I took the carpet in low and fast, skimming a pair of the prison’s towers. I didn’t know if they had the jailers’ rifles still on hand in there, but I didn’t care to find out the hard way. 

“I need you to get to the Stronghold,” I said to the others. “Get Johan.” 

“What about you?” Moira said, her brow wrinkling in concern as the wind whipped her hair around her face. 

“Take over!” I said to Belle as I drew my wand. 

Without a moment’s hesitation, she slipped into the controller’s spot.
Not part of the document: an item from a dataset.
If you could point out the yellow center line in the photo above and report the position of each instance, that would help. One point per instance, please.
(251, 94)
As she did, I gave her a kiss and said, “Wish me luck.” 

“For what?” 

I leaped off the side of the carpet, chanting the words to a fast and familiar spell as I went. “Max!” Belle shouted after me as I fell, her tone filled more with frustration and surprise than terror. 

I tapped myself in the chest with my wand, and the air rushing past me as I plummeted toward the Garrett felt like it started to life me upward. In fact, I was still falling, although more like a leaf than a rock. 

I spread my arms and aimed for the prison’s front gate, which stood closed and locked, reinforced with several layers of steel and countless spells. It had been years since I’d practiced this kind of move, but the basics of it came back to me right away. Or so I thought. 

“Dammit.” As I got closer to the gate, I realized I was going to overshoot it. That gave me the choice of either zipping straight past it or slamming bodily into the front of the place. Neither option excited me.